AI Agent Tool Use Guide: Function Calling and MCP Explained
What you'll learn: How AI agent tool use actually works under the hood, why some agents fake their tool calls, and how MCP is becoming the industry standard as of 2026.
AI Agent Mastery Series — Part 6 of 10 | Intermediate
Let me be honest: when I first encountered AI agent tool use, I thought it was magic. How does a text-generation model suddenly call an API, query a database, or send an email?
After 25 years in network engineering — building infrastructure automation with Ansible and Terraform, running team LLM services on local GPU clusters — I recognized the pattern. Tool use is essentially API orchestration, except the LLM decides which API to call and when. The actual execution? Still your code.
That distinction matters more than most tutorials let on.
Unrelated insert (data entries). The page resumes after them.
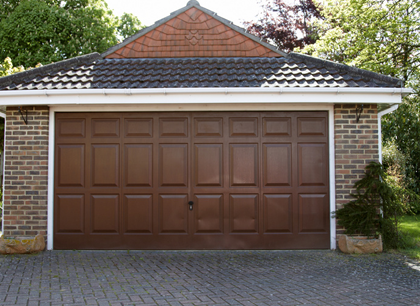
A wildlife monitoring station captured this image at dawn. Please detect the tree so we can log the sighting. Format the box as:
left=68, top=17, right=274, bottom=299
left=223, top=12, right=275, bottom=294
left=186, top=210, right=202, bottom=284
left=0, top=0, right=141, bottom=67
left=298, top=0, right=420, bottom=193
left=301, top=0, right=420, bottom=81
left=244, top=0, right=322, bottom=52
left=117, top=13, right=145, bottom=38
left=0, top=57, right=25, bottom=77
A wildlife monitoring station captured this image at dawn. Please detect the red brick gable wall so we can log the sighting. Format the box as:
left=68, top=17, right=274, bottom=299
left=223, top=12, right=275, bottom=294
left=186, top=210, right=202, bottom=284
left=106, top=7, right=281, bottom=58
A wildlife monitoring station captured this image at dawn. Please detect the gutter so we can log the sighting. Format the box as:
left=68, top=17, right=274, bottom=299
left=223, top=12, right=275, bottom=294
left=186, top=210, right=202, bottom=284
left=0, top=87, right=414, bottom=97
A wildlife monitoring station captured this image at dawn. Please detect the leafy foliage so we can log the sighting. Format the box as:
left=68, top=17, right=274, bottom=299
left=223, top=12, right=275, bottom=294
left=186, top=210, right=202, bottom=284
left=302, top=0, right=420, bottom=81
left=382, top=94, right=420, bottom=194
left=334, top=162, right=420, bottom=248
left=0, top=0, right=141, bottom=67
left=244, top=0, right=321, bottom=51
left=298, top=0, right=420, bottom=194
left=117, top=13, right=145, bottom=38
left=0, top=57, right=25, bottom=77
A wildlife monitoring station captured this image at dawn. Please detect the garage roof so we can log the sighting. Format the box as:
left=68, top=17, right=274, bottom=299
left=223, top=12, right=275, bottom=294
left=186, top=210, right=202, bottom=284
left=0, top=54, right=401, bottom=90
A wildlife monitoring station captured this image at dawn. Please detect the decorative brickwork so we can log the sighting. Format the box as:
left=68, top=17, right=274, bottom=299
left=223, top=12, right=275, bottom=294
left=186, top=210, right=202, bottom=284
left=106, top=7, right=281, bottom=58
left=3, top=106, right=49, bottom=240
left=334, top=104, right=379, bottom=234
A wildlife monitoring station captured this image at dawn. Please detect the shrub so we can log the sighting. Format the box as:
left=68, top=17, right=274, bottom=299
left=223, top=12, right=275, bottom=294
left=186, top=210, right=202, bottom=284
left=333, top=162, right=420, bottom=248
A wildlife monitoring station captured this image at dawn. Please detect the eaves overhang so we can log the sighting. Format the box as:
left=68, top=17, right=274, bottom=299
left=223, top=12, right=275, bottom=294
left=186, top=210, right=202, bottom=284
left=0, top=88, right=413, bottom=111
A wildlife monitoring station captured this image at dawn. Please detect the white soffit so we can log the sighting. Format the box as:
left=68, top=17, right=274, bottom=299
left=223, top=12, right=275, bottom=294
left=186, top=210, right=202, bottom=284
left=0, top=88, right=412, bottom=106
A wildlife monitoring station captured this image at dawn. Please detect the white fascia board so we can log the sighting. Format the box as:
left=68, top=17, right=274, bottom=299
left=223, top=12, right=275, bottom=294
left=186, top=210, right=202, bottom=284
left=0, top=88, right=411, bottom=106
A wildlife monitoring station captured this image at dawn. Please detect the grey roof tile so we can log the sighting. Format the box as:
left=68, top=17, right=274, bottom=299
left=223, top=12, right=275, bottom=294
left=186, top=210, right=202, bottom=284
left=0, top=54, right=401, bottom=90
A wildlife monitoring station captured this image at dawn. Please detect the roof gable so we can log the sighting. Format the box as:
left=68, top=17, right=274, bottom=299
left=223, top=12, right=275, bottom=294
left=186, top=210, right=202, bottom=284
left=103, top=1, right=286, bottom=58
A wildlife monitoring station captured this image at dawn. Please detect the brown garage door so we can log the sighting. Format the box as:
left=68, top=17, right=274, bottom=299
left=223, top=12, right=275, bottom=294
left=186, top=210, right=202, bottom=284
left=54, top=112, right=330, bottom=249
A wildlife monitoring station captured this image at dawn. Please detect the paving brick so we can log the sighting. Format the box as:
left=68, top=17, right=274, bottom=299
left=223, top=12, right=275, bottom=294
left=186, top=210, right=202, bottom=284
left=0, top=251, right=420, bottom=306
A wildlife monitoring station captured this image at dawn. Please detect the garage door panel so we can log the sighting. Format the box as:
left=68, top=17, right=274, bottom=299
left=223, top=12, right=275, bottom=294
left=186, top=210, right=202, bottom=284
left=193, top=194, right=224, bottom=234
left=299, top=194, right=329, bottom=233
left=54, top=112, right=330, bottom=249
left=159, top=118, right=188, bottom=137
left=297, top=118, right=327, bottom=137
left=159, top=144, right=188, bottom=187
left=264, top=194, right=293, bottom=233
left=263, top=118, right=292, bottom=137
left=298, top=143, right=328, bottom=187
left=123, top=194, right=153, bottom=234
left=263, top=144, right=292, bottom=187
left=124, top=144, right=153, bottom=187
left=91, top=118, right=120, bottom=138
left=91, top=195, right=119, bottom=234
left=124, top=118, right=153, bottom=137
left=229, top=194, right=258, bottom=234
left=194, top=118, right=223, bottom=137
left=55, top=194, right=85, bottom=234
left=159, top=194, right=188, bottom=234
left=56, top=118, right=86, bottom=138
left=193, top=144, right=223, bottom=187
left=229, top=118, right=258, bottom=137
left=229, top=144, right=258, bottom=187
left=91, top=144, right=120, bottom=187
left=57, top=144, right=85, bottom=187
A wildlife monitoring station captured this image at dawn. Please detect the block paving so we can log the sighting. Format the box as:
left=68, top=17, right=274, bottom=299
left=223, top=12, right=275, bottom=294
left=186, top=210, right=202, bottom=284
left=0, top=251, right=420, bottom=306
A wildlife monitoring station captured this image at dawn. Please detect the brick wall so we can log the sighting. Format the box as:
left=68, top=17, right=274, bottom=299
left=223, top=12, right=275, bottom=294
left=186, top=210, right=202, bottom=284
left=3, top=106, right=49, bottom=238
left=334, top=104, right=379, bottom=234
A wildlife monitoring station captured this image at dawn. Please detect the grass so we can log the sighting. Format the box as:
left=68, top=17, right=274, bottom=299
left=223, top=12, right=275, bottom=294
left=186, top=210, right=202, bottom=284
left=400, top=215, right=420, bottom=259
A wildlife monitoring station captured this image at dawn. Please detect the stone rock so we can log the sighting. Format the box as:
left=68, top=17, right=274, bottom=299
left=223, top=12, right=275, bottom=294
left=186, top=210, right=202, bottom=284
left=0, top=235, right=45, bottom=254
left=338, top=235, right=383, bottom=254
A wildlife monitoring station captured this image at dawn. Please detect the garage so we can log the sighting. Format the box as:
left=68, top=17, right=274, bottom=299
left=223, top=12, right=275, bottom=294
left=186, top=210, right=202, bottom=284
left=54, top=111, right=330, bottom=249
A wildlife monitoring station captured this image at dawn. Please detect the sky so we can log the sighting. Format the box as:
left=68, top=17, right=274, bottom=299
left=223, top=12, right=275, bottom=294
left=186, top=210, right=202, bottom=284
left=106, top=0, right=260, bottom=27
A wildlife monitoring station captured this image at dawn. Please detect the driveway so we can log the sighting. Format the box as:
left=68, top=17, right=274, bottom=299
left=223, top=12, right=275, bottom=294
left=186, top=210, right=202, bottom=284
left=0, top=251, right=420, bottom=305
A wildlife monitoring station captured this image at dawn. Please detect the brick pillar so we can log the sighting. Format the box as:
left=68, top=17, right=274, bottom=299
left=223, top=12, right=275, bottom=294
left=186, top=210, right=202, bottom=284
left=334, top=104, right=380, bottom=234
left=3, top=106, right=49, bottom=238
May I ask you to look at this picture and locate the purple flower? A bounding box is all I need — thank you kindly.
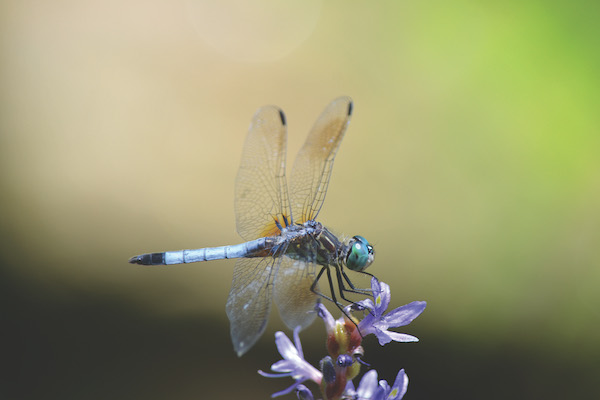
[296,385,315,400]
[357,278,427,346]
[258,328,323,397]
[344,369,408,400]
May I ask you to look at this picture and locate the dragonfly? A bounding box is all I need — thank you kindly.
[129,97,375,356]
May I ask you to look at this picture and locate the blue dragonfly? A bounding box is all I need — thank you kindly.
[129,97,375,356]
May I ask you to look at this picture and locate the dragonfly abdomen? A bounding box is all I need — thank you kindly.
[129,237,272,265]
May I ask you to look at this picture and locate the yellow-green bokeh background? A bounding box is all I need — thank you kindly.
[0,0,600,399]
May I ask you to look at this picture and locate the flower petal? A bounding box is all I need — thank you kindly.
[356,369,378,399]
[387,369,408,400]
[275,331,300,360]
[315,303,335,333]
▶ Table of Contents (click to expand)
How AI Agent Tool Use Actually Works
Without tool use, an LLM answers like this:
"Tokyo's weather is typically around 15–20°C this time of year."
That's a guess. With AI agent tool use, the flow changes entirely:
- LLM decides to call
get_weather({location: "Tokyo"}) - Your code executes the actual weather API
- Result
18.2°Creturns to the LLM - LLM generates a response based on real data
The core rule: The LLM only decides what to call and with what parameters. Execution always stays in your code.
All major providers — OpenAI, Anthropic, Google — follow this same 5–6 step loop:
| Step | What Happens |
|---|---|
| 1. Tool definition | Define function name, parameters, types in JSON schema |
| 2. Send request | User message + tool definitions sent to LLM API |
| 3. Tool selection | LLM returns structured JSON: function name + parameters |
| 4. Tool execution | Developer code runs the actual function |
| 5. Return result | Execution result sent back to LLM |
| 6. Final response | LLM synthesizes result into natural language answer |
The tool definitions ride along in the context window every single call — which means they cost tokens. Keep them tight but descriptive.
Function Calling vs Tool Use: Same Thing, Different Era
Short answer: they're the same thing now.
The naming history matters for understanding legacy codebases. OpenAI introduced functions + function_call parameters in early 2023. By December 2023, the functions parameter was officially deprecated. The tools parameter became the standard.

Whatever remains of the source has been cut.